I have never not been confused when logging into matrix, I signed up clicking a link at work, now if I want to use an app it asks for some server name that has nothing to do with the sever I signed up on (chat.mozilla.org vs mozilla.modular.im vs vector.im?)
When I do manage to login I get asked to verify my login and when I click to verify just to get rid of the popup it asks me to verify with a security code which if I remember right was one of those "here is 100 character string for you to write down and store in your vault" type situations.
Slack doesnt fare much better, every few weeks when the token expires I have to play "whats the domain for this slack that I literally only need to login and is permanently hidden otherwise"
I dont enjoy being sentimental and "get off my grass", but its seems sad how less impressive but more complicated tech these days
I don't know why proxy authentication is not more common in open source applications. It's always either built-in authentication or LDAP (which is sometimes only available behind a 'premium' paid version), but both of those still involve the user typing their SSO credentials into the app which handles it as plain text.
Proxy auth is so easy to implement from the app side, just accept an http header as the user's identity. That's it. I guess there are a couple places you need to coordinate with the auth proxy: which header contains the identity, which path to redirect to trigger an authentication prompt, maybe how to get a listing of other users if the app needs that, etc. But for a first pass this authentication method is by far the easiest to implement from the application's side.
I get a lot of people are concerned about the sign-in option presented right now,
But the author has already explained , he’ll add a more secure implementation soon, if this gains traction.
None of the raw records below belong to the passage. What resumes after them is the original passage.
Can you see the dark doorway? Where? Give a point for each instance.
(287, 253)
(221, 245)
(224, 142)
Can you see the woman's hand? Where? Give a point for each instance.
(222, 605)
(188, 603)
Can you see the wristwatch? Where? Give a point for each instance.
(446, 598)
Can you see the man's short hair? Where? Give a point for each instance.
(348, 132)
I would love to be able to authenticate on websites using my matrix homeserver. Props to the author for such a stellar idea. I’m really excited about this :D
If you think someone you know is being scammed or targeted by cheaters , do not make them feel embarrassed anyone can be a victim, few months ago I and my wife were scammed about $70,000, almost gave up in life, we were hopeless until a Brother introduced me to April Hoskey from swift Access, a reliable source to recover my funds back and also trade to earn high profit,
contact them via swiftaccess37 at GMAIL dort com
What happens if I am a member of (or host my own) matrix server, and I use it to create an account in one web page; and then later on, that matrix server is deleted forever. Is there any way I can recover my account? This is why I think I prefer crypto single-sign-on (i.e. ethereum projects that allow this). Because I will always be in possesion of my private key. Is there any equivalent to transfer my account across matrix servers?
Is this an out of date April Fool's joke? It's just phishing! Click link to third party website, enter matrix creds directly into website, website gets access to your account and can read and send messages.
Regardless, the lost and banned as well as the privacy crowd are cheering for alternatives like Matrix and this feature is an excellent addition for decentralised chat groups and communication.
I can easily see integration with external and optional third-party blockchain domain solutions (like ENS) for verification without Matrix themselves introducing their own cryptocurrency project or what not.
The direction we're headed in the Matrix spec core team is instead towards replacing Matrix's current auth mechanisms with normal Open ID Connect (rather than wrapping our own OIDC-like thing, as we do today) - as per https://github.com/sandhose/matrix-doc/blob/msc/sandhose/oau.... The common login flow would then be for users to be authed by their server using a trusted OIDC identity provider, rather than ever trusting arbitrary clients with their credentials.
This is not finalised yet, as we still want to find ways to support folks authing on known trusted clients without having to embed a web browser - and we don't want to design out cryptographic login (e.g. OPAQUE style auth mechanisms) in future.